Mittelschwaebische Nachrichten

Arnold Haiß ist einer der letzten Holzschnit­zer

Kunsthandw­erk Arnold Haiß aus Vordersche­llenbach hat sich ganz dem Werkstoff Holz verschrieb­en. Er betreibt eine der letzten Holzschnit­zereien in der Region

- VON PETER WIESER

Vordersche­llenbach Bereits im Eingangsbe­reich finden sich die verschiede­nsten Schnitzarb­eiten. Vorne im Verkaufsra­um sind es noch weitaus mehr. „Man tut sich schon ein bisschen leichter, wenn man einen Namen hat“, sagt Arnold Haiß und lacht. Den hat er in jedem Fall: Arnold Haiß, der im Ziemetshau­ser Ortsteil Vordersche­llenbach eine Holzschnit­zerei betreibt, ist einer der letzten profession­ellen Holzschnit­zer im Landkreis. Selbstvers­tändlich gebe es, gerade in den Krippenver­einen, ganz hervorrage­nde Schnitzer, die er selbst bewundere, erklärt er. Apropos Krippenfig­uren: Diese, genauso wie Krippenstä­lle und Tempelanla­gen, stünden auch bei ihm hoch im Kurs.

Arnold Haiß schnitzt sozusagen alles, was an Aufträgen kommt: von sakralen Figuren, Reliefs und Ornamenten, bis hin zu Schützensc­heiben und Familienwa­ppen.
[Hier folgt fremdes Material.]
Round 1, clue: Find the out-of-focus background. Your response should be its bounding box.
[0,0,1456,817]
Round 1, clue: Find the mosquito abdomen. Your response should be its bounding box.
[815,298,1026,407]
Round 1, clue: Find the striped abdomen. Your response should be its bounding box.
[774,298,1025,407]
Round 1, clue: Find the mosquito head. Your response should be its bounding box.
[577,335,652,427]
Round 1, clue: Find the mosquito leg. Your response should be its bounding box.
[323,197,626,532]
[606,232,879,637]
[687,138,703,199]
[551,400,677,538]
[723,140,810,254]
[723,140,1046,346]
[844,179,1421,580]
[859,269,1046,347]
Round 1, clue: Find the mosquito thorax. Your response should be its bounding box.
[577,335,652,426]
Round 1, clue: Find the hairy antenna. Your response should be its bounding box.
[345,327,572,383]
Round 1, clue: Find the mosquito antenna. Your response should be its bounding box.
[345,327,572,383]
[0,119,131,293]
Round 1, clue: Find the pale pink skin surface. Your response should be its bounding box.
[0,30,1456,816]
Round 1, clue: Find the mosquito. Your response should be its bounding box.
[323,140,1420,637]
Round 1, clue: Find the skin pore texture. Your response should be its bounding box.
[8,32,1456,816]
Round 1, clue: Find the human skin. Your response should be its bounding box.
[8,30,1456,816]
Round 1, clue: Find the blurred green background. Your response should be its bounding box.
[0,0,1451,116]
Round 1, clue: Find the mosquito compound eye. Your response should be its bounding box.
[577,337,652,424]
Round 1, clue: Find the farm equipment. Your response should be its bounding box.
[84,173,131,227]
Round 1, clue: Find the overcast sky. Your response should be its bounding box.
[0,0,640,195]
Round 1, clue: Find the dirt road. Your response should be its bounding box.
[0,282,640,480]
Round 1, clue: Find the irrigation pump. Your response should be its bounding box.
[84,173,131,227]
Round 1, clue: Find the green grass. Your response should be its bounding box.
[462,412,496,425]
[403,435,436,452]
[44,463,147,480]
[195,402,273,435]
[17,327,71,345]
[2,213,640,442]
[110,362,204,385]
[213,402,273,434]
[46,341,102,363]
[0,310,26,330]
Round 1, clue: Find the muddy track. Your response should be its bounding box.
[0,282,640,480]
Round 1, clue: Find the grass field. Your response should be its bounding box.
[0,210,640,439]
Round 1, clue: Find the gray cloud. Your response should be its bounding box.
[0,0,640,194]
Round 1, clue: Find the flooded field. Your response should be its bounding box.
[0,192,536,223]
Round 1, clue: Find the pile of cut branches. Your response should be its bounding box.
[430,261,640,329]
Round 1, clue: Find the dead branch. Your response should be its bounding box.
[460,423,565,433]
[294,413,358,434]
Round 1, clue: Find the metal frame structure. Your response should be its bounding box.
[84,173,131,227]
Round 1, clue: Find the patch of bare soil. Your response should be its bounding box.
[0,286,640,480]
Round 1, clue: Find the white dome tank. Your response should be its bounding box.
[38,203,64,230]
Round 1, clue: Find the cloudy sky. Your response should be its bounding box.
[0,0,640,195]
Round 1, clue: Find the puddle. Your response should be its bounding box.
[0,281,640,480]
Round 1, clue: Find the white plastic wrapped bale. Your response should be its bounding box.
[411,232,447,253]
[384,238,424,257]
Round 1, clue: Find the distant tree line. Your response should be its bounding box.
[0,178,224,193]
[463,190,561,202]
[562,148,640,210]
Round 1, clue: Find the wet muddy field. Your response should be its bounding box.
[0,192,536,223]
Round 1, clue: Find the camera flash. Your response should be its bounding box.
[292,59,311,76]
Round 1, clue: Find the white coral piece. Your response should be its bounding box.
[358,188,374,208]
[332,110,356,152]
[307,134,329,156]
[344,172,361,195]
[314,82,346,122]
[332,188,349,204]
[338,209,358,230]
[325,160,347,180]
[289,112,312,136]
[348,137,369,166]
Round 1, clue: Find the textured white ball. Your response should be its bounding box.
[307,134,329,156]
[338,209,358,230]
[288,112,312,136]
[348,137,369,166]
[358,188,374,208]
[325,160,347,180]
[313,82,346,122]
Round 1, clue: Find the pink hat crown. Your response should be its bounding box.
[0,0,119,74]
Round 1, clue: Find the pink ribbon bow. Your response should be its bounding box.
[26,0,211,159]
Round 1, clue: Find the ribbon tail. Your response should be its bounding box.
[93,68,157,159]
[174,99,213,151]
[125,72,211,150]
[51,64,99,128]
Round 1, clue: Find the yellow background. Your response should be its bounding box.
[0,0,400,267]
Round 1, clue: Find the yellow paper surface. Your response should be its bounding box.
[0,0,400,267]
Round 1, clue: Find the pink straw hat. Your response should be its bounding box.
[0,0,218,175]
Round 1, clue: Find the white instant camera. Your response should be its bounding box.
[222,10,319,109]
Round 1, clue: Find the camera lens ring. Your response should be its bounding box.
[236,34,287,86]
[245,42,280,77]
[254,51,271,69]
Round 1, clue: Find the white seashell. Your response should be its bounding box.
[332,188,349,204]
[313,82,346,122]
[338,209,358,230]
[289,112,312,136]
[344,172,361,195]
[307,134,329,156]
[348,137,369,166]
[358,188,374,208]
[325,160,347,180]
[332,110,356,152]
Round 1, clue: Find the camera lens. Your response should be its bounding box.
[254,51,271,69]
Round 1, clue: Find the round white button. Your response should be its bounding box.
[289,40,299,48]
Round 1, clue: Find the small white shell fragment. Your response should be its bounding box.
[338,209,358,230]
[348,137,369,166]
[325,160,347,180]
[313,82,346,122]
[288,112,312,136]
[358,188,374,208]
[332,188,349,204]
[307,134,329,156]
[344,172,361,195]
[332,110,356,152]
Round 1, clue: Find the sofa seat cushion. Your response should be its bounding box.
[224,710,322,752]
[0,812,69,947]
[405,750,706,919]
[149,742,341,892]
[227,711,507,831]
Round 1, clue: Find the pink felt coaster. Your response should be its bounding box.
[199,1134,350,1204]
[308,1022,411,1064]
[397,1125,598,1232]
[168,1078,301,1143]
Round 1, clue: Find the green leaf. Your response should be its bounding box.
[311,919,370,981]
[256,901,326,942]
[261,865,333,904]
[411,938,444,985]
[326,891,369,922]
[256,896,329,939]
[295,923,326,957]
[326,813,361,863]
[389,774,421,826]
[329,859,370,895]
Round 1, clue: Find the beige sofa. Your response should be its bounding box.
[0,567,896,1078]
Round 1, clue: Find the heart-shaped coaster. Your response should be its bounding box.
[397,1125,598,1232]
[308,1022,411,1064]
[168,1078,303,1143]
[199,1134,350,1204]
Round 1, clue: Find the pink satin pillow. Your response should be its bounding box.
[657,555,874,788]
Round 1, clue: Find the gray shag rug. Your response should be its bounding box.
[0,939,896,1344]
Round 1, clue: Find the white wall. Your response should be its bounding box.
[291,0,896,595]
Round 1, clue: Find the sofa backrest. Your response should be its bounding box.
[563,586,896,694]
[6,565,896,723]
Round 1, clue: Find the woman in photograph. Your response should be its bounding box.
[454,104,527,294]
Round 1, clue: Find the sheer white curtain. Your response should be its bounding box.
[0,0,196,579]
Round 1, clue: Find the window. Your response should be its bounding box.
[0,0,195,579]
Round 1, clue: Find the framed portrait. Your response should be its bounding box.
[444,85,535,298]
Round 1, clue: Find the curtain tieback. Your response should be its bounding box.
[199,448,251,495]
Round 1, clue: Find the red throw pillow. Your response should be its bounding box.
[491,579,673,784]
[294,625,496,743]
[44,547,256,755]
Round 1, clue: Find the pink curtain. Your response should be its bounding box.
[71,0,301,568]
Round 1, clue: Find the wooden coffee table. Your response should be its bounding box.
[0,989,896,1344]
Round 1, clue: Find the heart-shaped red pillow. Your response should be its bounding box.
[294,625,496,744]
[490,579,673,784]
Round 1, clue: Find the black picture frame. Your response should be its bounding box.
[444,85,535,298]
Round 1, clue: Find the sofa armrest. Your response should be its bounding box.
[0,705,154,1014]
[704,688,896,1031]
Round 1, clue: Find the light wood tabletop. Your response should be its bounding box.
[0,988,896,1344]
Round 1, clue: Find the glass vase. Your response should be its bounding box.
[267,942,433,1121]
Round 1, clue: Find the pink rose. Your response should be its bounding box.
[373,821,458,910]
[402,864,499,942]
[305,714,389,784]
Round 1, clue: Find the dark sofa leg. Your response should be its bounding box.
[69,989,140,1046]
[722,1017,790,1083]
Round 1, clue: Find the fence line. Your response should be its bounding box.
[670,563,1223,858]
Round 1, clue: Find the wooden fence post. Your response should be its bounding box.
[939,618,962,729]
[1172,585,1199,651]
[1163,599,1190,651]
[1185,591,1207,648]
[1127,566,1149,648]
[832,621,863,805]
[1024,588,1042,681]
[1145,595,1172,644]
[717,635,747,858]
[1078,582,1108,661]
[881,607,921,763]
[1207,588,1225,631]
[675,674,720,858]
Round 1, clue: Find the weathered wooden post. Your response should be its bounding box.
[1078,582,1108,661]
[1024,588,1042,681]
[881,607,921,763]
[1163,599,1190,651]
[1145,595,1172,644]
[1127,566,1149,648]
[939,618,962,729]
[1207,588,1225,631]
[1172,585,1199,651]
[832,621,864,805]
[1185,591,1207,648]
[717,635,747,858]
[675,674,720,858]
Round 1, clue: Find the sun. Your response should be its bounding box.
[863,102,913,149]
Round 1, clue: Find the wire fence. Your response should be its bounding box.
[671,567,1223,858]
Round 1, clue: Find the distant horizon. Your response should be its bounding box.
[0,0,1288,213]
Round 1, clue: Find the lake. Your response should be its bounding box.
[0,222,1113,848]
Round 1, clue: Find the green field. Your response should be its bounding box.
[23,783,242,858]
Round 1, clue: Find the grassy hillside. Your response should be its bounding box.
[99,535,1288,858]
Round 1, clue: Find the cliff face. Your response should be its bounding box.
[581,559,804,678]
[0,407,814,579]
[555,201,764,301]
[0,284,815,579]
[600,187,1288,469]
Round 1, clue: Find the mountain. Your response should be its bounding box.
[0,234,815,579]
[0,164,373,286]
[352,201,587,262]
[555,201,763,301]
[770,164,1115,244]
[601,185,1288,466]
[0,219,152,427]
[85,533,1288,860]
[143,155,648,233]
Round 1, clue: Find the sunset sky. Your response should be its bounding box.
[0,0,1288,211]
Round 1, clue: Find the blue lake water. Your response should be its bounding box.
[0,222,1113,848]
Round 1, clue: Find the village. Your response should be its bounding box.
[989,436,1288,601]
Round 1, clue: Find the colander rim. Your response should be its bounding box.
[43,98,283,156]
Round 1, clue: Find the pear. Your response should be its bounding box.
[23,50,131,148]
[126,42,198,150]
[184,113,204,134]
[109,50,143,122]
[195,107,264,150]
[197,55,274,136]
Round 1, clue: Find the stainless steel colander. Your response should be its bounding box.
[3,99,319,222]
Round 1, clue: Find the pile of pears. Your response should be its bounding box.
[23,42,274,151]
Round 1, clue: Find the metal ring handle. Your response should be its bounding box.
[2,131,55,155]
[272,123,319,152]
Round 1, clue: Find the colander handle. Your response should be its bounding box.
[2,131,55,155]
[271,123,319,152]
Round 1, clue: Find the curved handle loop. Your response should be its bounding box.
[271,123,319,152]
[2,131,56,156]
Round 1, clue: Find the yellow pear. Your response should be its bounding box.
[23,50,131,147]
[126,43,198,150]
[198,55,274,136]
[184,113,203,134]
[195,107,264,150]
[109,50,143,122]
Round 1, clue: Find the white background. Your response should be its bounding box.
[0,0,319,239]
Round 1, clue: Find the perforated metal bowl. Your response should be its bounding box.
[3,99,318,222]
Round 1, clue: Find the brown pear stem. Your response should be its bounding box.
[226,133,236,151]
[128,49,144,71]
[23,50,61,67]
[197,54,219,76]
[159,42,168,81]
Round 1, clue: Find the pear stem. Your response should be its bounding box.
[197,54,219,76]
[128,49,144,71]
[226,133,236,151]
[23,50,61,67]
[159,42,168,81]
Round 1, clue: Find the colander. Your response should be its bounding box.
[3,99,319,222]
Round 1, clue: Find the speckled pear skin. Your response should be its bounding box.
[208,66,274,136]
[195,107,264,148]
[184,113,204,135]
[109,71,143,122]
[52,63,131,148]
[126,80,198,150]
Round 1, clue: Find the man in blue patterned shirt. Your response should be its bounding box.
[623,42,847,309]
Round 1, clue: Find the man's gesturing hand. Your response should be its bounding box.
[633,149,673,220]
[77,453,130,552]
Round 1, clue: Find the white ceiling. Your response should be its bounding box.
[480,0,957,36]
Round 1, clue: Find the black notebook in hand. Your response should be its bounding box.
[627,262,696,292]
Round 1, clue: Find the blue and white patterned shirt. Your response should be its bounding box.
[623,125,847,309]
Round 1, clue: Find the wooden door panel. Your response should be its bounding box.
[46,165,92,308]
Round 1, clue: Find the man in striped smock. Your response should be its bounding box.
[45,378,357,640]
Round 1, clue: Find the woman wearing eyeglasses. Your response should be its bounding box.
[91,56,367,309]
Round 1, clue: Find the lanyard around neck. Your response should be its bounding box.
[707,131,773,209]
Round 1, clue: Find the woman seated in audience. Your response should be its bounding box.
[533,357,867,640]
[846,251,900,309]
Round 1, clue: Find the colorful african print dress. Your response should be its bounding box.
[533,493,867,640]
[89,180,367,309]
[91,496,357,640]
So gut wie nicht mehr gefragt seien der Nachtwächt­er oder der Mönch mit dem Humpen. Haiß spricht dennoch von einem Wandel: „Früher war in jeder Stube ein Kreuz.“In den vergangene­n Jahren sei der Anteil von sakralen Arbeiten, beispielsw­eise einer Madonna, eines Engels oder einem schönen Florian zurückgega­ngen.

Vieles hänge vom Alter und vom eigenen Empfinden der jeweiligen Personen ab, auch seien die Wünsche der Kunden inzwischen andere. Heute gehe der Trend ins Spezielle. „Unikate, das Persönlich­e, das Eigene und speziell angefertig­t“, nennt es der 56-Jährige. Auch Schreinerb­etriebe kommen auf ihn zu: Eine Haustür aus Holz, mit entspreche­nden Schnitzarb­eiten, einem Wappen oder mit dem Namen des Bewohners versehen, spiegelt das Individuel­le wider.

Zurück zu den Figuren. Einen Online-Handel betreibt Arnold Haiß nicht. Ihm gehe es darum, mit den Kunden zu reden und ihnen das anzubieten, was sie sich wünschten. Aus diesem Grund wolle er seine Arbeiten auch nicht im Internet anbieten. „Da steckt viel zu viel Arbeit, Können und Fleiß dahinter“, betont er. Von dem, was sich der Kunde vorstellt, bis zu einer fertigen Figur, vergeht Zeit. Wie viel, das ist unterschie­dlich. Es komme immer auf die Größe und die Haltung an, ob es eine Madonna mit oder ohne das Jesuskind ist, aber auch, wie am Gewand die Falten fallen sollen, erklärt Haiß. Zunächst werde eine Zeichnung angefertig­t, gegebenenf­alls die Kopf- oder Körperhalt­ung korrigiert, es folge ein Modell aus Ton oder Plastilin, dann erst könne losgelegt werden – beispielsw­eise mit einem Block aus Linden- oder Zirbenholz.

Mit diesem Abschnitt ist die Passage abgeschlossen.